Below is a viewpoint from Chapter 3 of the Foresight Africa 2018 report, which explores six overarching themes that provide opportunities for Africa to overcome its obstacles and spur inclusive growth. Read the full chapter on human development and poverty trends in Africa here. 

For those of us who, around 2013, were optimistic about African economies, the past few years have been a disappointment. Whereas the continent averaged close to 5 percent annual GDP growth in the first decade and a half of this century, that growth rate has since fallen to 1-3 percent. The ostensible reason is the dramatic drop in commodity prices, especially oil, since mid-2014. Aggregate growth is pulled down by oil exporters, notably Nigeria and Angola, and to a lesser extent, South Africa. As so many African countries depend on commodities such as oil, copper, and cotton for their exports, the decline in the prices of these commodities amounted to a significant loss in income. But this explanation begs the question of why these governments did not save more of their revenues during the commodity boom in order to better cushion themselves when prices fell. 

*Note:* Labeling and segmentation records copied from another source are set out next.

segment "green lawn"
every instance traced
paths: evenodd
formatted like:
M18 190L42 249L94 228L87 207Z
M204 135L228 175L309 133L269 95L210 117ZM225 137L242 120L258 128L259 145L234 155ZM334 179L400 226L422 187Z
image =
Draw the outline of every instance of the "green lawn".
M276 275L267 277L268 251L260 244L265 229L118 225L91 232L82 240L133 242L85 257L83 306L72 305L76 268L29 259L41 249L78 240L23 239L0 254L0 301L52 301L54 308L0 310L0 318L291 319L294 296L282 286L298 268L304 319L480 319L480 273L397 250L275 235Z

The latter question takes us into the realm of governance. Africa’s oil exporters have systematically failed to use their oil revenues to benefit their citizens. Equatorial Guinea, with per capita income of around $6,500 in 2016, has one of the lowest child immunization rates on the continent (much lower than, say, Burundi, with a per capita income of less than $300). Nigeria earned about $43 billion a year in oil rents between 2000 and 2014 and still has extremely weak infrastructure and high poverty. Devarajan, Giugale, and others (2013) show that transferring 10 percent of oil revenues as transfers to the population could eliminate poverty in Angola, Gabon, and Equatorial Guinea, and reduce poverty by 40 percent in Nigeria. Ghana, which discovered oil in 2007, immediately increased the public sector wage bill, causing the fiscal deficit to rise by about three percentage points of GDP by 2008. By the time the oil started flowing, most of the revenues had already been spent.

The reason for this pattern is that oil revenues go directly from the oil company to the government. Consequently, citizens often do not know the extent of these revenues. Furthermore, unlike tax revenues, they may not think of these revenues as “their money” and hence would not scrutinize government spending as closely. As a result, actors within government are able to capture these oil revenues for their private benefit, resulting in poor public spending outcomes.

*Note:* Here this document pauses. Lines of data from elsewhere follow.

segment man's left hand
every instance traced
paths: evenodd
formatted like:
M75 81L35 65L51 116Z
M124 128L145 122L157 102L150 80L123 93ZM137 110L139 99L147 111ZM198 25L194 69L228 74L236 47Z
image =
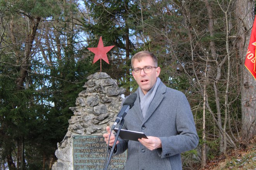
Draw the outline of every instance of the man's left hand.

Universal basic income (UBI) provides a possible solution to this problem. If, instead of spending oil revenues, the government were to transfer it directly to all citizens (in equal amounts), and then tax them to finance public goods, two changes happen. First, citizens will know the size of oil revenues. Second, they will have a greater incentive to scrutinize government spending, since it is financed out of their tax payments. Devarajan and others (2010) show that such a scheme could result in better public-spending outcomes.

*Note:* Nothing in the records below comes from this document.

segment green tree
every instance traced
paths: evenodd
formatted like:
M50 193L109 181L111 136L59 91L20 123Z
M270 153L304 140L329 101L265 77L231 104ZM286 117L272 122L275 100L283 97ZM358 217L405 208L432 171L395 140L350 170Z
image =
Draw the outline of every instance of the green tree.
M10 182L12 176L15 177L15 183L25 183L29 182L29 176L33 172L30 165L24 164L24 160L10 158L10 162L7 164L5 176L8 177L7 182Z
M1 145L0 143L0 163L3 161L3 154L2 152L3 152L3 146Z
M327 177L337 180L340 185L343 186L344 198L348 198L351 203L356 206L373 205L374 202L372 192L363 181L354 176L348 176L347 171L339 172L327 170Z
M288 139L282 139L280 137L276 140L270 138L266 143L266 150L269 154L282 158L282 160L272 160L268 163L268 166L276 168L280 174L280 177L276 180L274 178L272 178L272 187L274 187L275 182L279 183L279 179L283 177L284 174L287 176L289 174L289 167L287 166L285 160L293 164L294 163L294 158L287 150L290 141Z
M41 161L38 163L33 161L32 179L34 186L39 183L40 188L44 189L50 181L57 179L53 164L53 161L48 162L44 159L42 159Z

Furthermore, thanks to biometric identification cards that also transfer money, it is now possible to implement this tax and transfer at low cost (India has issued these cards to over a billion people). UBI is currently being piloted in a number of countries, including Finland, Canada, and Kenya. Given the track record of poor public spending, the time to introduce UBI in oil-rich African countries has arrived. 


Devarajan, S., M.M. Giugale, H. Ehrhart, T. Minh Le, and H. Mai Nguyen. 2013. “The Case for Direct Transfers of Resource Revenues in Africa.” Center for Global Development Working Paper No. 333. Washington, D.C.: Center for Global Development.

Devarajan, S., T. Minh Le, and G. Raballand. 2010. “Increasing Public Expenditure Efficiency in Oil-rich Economies.” World Bank Policy Research Working Paper No. 5287. Washington, D.C.: World Bank Group.